In this alternative universe, Professor Zeitgeist’s plan was adopted with enthusiasm. Resistance from established health professions led to a compromise where anyone desiring services covered by a national program would first have to consult an informer, and would only be reimbursed for what had been recommended, but remained free to choose a specific provider and treatment plan.

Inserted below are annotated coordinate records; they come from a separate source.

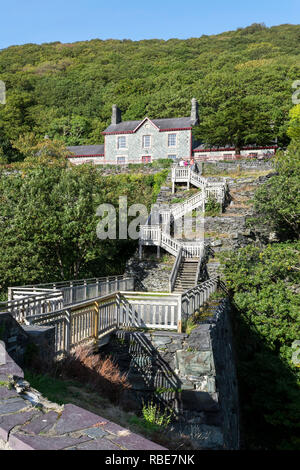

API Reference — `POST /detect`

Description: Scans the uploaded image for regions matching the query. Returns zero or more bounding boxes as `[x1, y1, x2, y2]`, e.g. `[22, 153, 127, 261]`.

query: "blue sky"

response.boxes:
[0, 0, 300, 49]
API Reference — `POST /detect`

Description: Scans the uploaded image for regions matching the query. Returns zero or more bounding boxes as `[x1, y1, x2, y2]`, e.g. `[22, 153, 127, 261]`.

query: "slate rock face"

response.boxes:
[176, 350, 214, 376]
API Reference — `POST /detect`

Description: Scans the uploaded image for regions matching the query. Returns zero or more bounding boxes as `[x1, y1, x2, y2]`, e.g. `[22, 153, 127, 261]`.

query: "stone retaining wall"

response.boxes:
[202, 159, 274, 175]
[102, 300, 239, 449]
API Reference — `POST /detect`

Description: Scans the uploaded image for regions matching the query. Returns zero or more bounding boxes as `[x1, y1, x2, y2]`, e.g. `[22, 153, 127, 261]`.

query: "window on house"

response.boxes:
[117, 157, 126, 165]
[168, 134, 176, 147]
[118, 135, 126, 149]
[143, 135, 151, 149]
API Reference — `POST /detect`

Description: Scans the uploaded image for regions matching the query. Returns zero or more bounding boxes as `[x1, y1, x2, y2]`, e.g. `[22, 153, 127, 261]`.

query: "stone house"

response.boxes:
[67, 98, 276, 165]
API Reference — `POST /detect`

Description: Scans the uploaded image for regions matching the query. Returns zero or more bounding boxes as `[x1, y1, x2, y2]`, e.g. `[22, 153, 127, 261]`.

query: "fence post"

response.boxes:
[70, 281, 73, 304]
[94, 302, 99, 339]
[65, 310, 72, 352]
[177, 294, 182, 333]
[116, 292, 121, 327]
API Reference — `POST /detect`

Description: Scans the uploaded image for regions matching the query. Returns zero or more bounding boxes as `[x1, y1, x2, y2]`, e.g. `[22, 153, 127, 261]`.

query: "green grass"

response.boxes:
[24, 370, 80, 405]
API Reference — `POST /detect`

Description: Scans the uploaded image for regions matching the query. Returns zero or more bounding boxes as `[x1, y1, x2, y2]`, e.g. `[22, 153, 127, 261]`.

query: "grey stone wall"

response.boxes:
[0, 313, 55, 367]
[0, 313, 29, 366]
[105, 121, 191, 163]
[202, 159, 274, 175]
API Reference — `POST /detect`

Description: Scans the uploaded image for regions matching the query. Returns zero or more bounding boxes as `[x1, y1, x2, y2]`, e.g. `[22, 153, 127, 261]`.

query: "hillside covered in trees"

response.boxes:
[0, 24, 300, 161]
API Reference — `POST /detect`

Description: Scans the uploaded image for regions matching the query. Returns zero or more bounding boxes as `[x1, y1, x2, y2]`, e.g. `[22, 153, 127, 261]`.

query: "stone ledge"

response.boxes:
[0, 353, 167, 450]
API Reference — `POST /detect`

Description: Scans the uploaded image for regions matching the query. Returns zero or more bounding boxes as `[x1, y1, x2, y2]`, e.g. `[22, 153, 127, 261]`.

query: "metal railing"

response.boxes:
[169, 247, 182, 292]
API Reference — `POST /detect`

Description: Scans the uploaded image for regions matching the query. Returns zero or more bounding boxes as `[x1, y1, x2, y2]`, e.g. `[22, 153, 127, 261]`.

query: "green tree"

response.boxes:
[0, 165, 154, 290]
[198, 97, 274, 154]
[254, 144, 300, 240]
[287, 104, 300, 142]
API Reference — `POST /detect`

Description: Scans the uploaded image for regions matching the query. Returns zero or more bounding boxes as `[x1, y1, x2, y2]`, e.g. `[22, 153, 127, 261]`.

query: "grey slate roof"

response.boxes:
[67, 144, 104, 157]
[104, 117, 192, 133]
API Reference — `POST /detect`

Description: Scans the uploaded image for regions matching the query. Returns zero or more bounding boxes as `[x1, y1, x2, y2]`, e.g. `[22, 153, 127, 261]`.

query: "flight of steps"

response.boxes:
[173, 258, 198, 293]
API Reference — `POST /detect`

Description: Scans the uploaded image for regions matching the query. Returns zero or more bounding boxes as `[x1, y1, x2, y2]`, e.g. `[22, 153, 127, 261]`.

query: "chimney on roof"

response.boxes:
[191, 98, 199, 126]
[111, 104, 122, 124]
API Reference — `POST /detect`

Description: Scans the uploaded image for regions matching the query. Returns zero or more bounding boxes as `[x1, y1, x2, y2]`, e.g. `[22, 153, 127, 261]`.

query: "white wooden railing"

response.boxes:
[172, 166, 226, 204]
[181, 276, 219, 319]
[22, 277, 219, 353]
[169, 247, 182, 292]
[4, 276, 134, 323]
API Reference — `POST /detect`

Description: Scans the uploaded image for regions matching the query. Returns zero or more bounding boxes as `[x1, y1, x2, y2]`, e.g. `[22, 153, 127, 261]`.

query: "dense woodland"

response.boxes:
[223, 140, 300, 450]
[0, 24, 300, 161]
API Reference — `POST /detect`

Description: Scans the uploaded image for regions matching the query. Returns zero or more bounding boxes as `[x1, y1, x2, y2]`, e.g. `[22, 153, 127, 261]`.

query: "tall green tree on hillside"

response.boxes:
[0, 164, 154, 291]
[198, 97, 274, 154]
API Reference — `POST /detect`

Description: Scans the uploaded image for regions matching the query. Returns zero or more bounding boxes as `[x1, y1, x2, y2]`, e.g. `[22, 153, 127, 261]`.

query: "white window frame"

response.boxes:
[142, 134, 151, 149]
[116, 155, 127, 165]
[168, 132, 177, 148]
[117, 135, 127, 149]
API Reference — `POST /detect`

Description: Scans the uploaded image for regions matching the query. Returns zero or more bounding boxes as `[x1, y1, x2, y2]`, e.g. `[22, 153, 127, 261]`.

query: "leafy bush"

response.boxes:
[205, 196, 221, 217]
[142, 401, 173, 428]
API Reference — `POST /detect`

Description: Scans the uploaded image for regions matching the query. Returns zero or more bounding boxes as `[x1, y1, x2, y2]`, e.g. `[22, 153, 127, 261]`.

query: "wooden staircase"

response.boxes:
[173, 258, 199, 293]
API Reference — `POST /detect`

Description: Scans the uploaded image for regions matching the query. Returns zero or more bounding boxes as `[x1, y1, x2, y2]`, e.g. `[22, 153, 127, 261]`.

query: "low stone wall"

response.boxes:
[102, 300, 239, 449]
[202, 159, 274, 176]
[0, 313, 29, 366]
[0, 313, 55, 367]
[0, 353, 167, 452]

The program’s success attracted interest from other sectors of the economy where similar informational asymmetries could be found. The informers’ jurisdiction progressively expanded across a range of consumer goods and services. Consumers were forbidden from purchasing these goods and services without an advice certificate from a licensed informer. Determining the needs of consumers became a new academic discipline: needology.
With experience, however, it became clear that the impact on the consumption of professional services had not been matched by an impact on the consumption of consumer goods. People were still buying the same old rubbish. Clearly, they were not seeing informers often enough, the standards for licensing were too low, and some direct control of the market was needed to overcome the bad habits of consumers. Needs would be given priority over wants or desires. Informer prescribing would raise the real real incomes of poor people by ensuring that they only bought worthy products. Of course determining the objective worthiness of a product could not be done in a hurry so the rate of innovation slowed drastically.
This new legislation dramatically boosted the demand for informers. Some responded by hiring assistants to do the work or substituting computerized consultations for personal assessment. Some even pandered to the whims of their clients, although the professional ethics committee of the Informers Society soon came down hard on them. Nevertheless, public compliance continued to be a problem. People would insist on trying to access gaudy trinkets rather than worthy handicrafts. Evidence that people in other countries were happier and healthier was obviously the work of crackpots and troublemakers, who were not applying the correct evaluation methodology. However, new tracer technologies were at hand that would eliminate the problem of the mendacious and deceitful client by compiling detailed and intimate records of their purchasing and consumption behaviour.
Except that a graduate student attending her first convention of the Informers’ Society observed that not all informers were equally competent. Why was there no information that allowed individuals to compare informers? Why had there been no evaluations of the outcomes of different practitioners or different institutes? Shouldn’t the informers recognize the growing demand for ‘mentors’ who helped consumers and service users to choose which informer they should go to for advice….
This summary does scant justice to the wit of the original. However, it brings out a substantial point about the nature of professions and information. I recall a piece of doggerel from my school days:
Big fleas have little fleas upon their backs to bite’em
Little fleas have smaller fleas, and so ad infinitum.
Research on research fills a gap in the world of knowledge. However, it is important not to confuse it with the research enterprise itself or to assume that this will benefit from being made so planned, rational and evidence-based that the result is to squeeze innovation out of the system. Funders need to assess and manage risks – but they also need to take them. It would be a serious mistake to imagine that RoR should hustle us towards a world of rationally planned and organized research funding. While better information is certainly desirable, we need more diversity not less if researchers are to innovate rather than replicate.